I want to say it’s not her medical team’s fault for not recognizing the need to look for answers to her unaddressed symptoms, but it’s possible Kara's medical team was just a bunch of doofuses. I don’t know.
But now Kara, armed with an enormous amount of misinformation and confused correlations, will see a non-mast cell specialist of some kind, perhaps a garden variety oncologist. This provider will hear all the confusions and misinformation either unintentionally or intentionally passed along to her and will not take her seriously. They will not process information about her actual symptoms. They will not refer her to the specialist she needs to address her actual condition. They may instead write something on her chart that suggests she's suffering from a mental illness, which will encourage most other practitioners who read her chart, however wrong this may be, also to not take her physical concerns seriously and will make the likelihood of an appropriate referral and treatment even more dim.

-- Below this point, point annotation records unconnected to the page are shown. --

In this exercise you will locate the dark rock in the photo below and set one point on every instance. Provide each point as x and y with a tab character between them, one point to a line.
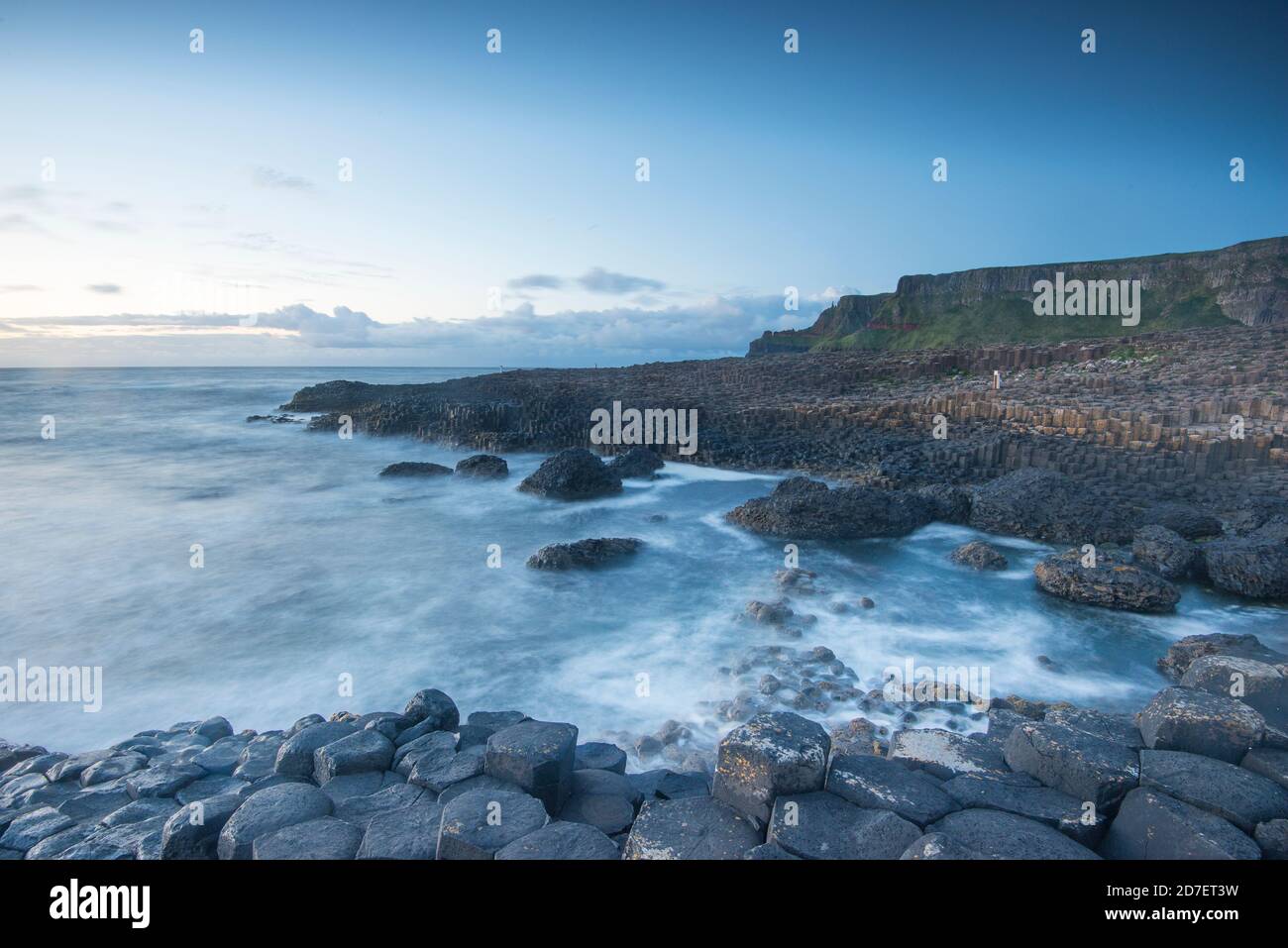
268	810
889	785
1254	569
192	832
1185	719
536	755
1229	791
996	835
433	710
979	556
480	823
600	756
773	754
1111	583
1073	762
572	474
584	554
636	463
483	467
415	469
691	828
823	826
1154	826
1181	655
803	509
1044	805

It’s always important to advocate for yourself, to get misdiagnoses off your chart, and to dump doofuses. (Go here to evaluate whether you've found one.) And shame on Kara’s new provider for not handling this better, but also...even if you’re very familiar with mast cell disorders, imagine that your patient disagrees with all of the valid treatment options you are trying to offer them. Their new online friends have told them those things don’t work or cause cancer or Alzheimer's or etc. They've got the "root cause" cures and the coffee enemas and the “detoxes” and the... So, they won’t accept anything that might help their actual mast cell condition, they insist on doing X, Y, and Z, which are all very, very bad ideas, because they “know what they can do with their bodies,” and they’re not only insisting that you order an unnecessary bone marrow biopsy and CT with every contrast agent known to humankind to rule out “cancer,” but they assure you they’re going to take some charcoal rather than appropriate premedication beforehand and you’re only suggesting drugs because you’re in the pocket of the pharmaceutical industry and non-trending lifestyle changes because you are unsympathetic to their plight. You can empathize with this frustrated practitioner a little, can’t you?